Biodiesel is a biofuel requiring far simpler processing technology compared with that required for ethanol. Biodiesel is a mixture of diesel fuel with oils from plant seeds, algae or other biological sources such as animal renderings that have been transesterified for removal of glycerol. A variety of plant species are currently used for biodiesel production including soybean, rapeseed, canola, sunflower and palm.
A third modern choice for bioenergy is biogas, which is produced from a variety of organic wastes, including plant straw, through gasification. Biogases include methane, hydrogen and carbon monoxide. Besides the traditional biogases, hydrogen production by green algae and microbes has been proposed as a potential source for a third generation biofuel. Unlike hydrogen production from other biomass sources, algae-based hydrogen production uses a biological water-splitting reaction, in which hydrogenase uses the photosynthetic electron transport chain to reduce protons for hydrogen production. Hydrogenase engineering for increased oxygen tolerance and systems biology research of genes and pathways involved in hydrogen production are needed to realize the potential of this platform.

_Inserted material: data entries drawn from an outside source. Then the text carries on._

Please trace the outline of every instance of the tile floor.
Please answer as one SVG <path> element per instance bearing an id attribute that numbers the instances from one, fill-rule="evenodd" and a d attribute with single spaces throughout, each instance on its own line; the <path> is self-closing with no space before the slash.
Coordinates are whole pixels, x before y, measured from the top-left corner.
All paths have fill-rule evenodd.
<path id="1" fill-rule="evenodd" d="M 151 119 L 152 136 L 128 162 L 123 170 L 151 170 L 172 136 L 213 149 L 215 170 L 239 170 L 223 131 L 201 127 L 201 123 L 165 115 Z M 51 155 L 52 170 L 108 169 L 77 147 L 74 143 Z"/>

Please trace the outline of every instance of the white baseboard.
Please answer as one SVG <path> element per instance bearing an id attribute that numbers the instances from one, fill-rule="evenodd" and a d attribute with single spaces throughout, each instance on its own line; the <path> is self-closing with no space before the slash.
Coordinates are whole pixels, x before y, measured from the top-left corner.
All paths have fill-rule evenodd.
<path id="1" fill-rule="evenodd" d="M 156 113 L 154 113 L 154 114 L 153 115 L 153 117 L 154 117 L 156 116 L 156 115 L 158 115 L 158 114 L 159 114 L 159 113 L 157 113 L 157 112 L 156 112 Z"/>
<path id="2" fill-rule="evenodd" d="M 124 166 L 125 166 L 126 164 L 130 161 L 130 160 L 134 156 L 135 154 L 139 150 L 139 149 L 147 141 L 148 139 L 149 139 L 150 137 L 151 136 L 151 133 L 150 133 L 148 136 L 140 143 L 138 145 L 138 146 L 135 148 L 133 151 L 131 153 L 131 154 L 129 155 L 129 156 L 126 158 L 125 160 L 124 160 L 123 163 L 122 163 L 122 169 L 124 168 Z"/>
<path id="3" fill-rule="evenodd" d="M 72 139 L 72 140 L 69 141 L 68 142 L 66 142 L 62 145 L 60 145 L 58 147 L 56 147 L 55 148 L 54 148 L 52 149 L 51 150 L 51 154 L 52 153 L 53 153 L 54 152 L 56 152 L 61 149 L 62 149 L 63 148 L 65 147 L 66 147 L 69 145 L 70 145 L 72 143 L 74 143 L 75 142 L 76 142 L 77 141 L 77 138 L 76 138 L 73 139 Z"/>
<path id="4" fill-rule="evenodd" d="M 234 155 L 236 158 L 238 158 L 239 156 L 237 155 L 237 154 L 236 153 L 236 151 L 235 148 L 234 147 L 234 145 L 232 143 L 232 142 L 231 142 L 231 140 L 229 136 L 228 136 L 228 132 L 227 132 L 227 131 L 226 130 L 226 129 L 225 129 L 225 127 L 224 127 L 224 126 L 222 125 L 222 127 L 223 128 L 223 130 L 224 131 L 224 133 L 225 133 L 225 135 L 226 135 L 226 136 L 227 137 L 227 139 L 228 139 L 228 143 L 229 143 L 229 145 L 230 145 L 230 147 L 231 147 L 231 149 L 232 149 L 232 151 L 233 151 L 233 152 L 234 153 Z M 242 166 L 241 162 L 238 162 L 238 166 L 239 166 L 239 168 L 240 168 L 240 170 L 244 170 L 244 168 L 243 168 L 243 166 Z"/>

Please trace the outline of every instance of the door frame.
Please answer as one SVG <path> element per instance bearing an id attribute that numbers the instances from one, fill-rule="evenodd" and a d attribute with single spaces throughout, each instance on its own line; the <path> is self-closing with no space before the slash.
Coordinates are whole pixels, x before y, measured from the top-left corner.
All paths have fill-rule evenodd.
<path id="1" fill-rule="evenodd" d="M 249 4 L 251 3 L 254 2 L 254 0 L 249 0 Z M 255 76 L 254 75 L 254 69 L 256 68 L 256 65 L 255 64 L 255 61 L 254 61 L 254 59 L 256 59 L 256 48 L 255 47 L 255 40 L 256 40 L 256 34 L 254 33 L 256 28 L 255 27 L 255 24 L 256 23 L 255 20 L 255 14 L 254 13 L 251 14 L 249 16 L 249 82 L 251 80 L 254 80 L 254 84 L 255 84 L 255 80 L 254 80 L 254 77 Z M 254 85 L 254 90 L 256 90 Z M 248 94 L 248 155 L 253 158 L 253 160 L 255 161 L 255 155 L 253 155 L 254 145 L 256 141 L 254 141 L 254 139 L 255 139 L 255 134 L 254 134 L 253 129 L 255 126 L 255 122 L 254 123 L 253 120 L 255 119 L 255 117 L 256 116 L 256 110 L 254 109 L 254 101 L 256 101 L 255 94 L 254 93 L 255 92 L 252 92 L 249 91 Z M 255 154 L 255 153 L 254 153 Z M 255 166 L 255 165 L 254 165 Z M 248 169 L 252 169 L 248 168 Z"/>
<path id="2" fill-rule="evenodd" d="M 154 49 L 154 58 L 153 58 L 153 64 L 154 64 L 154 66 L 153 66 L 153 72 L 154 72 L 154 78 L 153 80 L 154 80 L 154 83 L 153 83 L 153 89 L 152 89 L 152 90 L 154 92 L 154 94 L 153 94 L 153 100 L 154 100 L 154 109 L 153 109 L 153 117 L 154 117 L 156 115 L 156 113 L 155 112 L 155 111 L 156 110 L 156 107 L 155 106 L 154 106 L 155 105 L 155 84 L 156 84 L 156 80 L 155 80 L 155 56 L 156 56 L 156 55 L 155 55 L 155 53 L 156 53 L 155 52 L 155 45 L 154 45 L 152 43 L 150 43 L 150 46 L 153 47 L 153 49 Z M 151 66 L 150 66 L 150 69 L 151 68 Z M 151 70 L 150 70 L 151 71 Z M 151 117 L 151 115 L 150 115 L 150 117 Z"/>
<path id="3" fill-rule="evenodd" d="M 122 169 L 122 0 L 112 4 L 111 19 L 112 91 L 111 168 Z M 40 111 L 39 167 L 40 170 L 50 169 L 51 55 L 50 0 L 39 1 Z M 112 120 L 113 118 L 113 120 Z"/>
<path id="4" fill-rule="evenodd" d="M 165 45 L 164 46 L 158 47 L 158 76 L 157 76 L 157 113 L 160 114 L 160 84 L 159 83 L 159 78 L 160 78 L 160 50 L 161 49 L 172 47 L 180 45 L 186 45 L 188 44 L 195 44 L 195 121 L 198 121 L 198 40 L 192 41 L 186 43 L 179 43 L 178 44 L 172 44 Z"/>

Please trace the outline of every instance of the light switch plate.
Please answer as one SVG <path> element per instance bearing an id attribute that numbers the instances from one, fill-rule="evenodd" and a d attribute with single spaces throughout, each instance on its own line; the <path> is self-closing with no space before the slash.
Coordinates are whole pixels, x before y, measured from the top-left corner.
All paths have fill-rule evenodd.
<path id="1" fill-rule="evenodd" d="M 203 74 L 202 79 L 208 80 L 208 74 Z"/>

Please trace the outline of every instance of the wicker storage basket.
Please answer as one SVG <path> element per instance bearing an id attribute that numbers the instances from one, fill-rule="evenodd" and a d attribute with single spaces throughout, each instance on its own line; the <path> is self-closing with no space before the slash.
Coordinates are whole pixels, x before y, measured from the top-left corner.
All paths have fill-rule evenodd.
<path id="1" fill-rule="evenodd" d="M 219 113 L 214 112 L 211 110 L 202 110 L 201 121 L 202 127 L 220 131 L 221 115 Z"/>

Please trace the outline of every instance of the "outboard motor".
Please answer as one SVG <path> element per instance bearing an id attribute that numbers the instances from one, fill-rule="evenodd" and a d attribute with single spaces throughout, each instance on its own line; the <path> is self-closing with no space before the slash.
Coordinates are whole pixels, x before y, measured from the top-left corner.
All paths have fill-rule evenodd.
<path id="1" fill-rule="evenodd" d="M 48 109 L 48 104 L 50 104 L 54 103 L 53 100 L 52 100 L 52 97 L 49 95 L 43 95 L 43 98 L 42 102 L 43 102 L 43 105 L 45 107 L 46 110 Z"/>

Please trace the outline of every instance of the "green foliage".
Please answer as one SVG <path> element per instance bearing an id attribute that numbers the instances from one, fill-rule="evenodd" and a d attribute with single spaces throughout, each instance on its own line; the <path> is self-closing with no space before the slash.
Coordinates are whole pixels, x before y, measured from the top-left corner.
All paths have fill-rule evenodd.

Novel enabling biotechnologies are crucial for reducing the costs of bioenergy production, particularly of lignocellulosic ethanol. The key issues include rapid domestication, overcoming recalcitrance, efficient breakdown of cellulose, and increasing biomass and lipid production for ethanol and biodiesel respectively.
Lignin might be the most crucial molecule in need of modification for lignocellulosic feedstocks. It has been established that reducing lignin biosynthesis can lead to lower recalcitrance and higher saccharification efficiency.
Suboptimal water and other abiotic stresses are limiting factors for biomass production; stress tolerance traits are therefore important to enable feedstock to be produced on marginal or sub-marginal lands not favorable for food crops. Drought, metal, salt, cold and heat-stress all induce some similar responses in plants, yet each of these stresses will induce a different set of genes.
Pakistan Agricultural Research Council (PARC), Islamabad has launched a number of projects aimed at cultivating biofuel crops to produce fuel products to enable the country save huge amounts spent on fuel imports. PARC have identified three salt-tolerant plants including Jatropha, Salicornia and Castor, which could grow in salt marshes on sea beaches and could even sustain for five years without water.
Bio-Energy Technology Application Pakistan (BETA PAK) is registered as a partnership company under the Partnership Act 1932 in Pakistan and is working in the field of community based biogas energy development and management. BETA PAK is dedicated to the development and promotion of biogas energy technology and has so far developed and operating hundreds of domestic and dozens of commercial biogas plants all over Pakistan.
Pakistan Council of Scientific and Industrial Research (PCSIR) Karachi along with NED University Karachi is also doing research on algae cultivation in saline water and waste ponds. The cultivation of algae is expected to bring double benefit to the environment in the sense that algae can be used to extract nutrients from waste water, which it converts to fats for biodiesel production and algae extracts pollution from the atmosphere.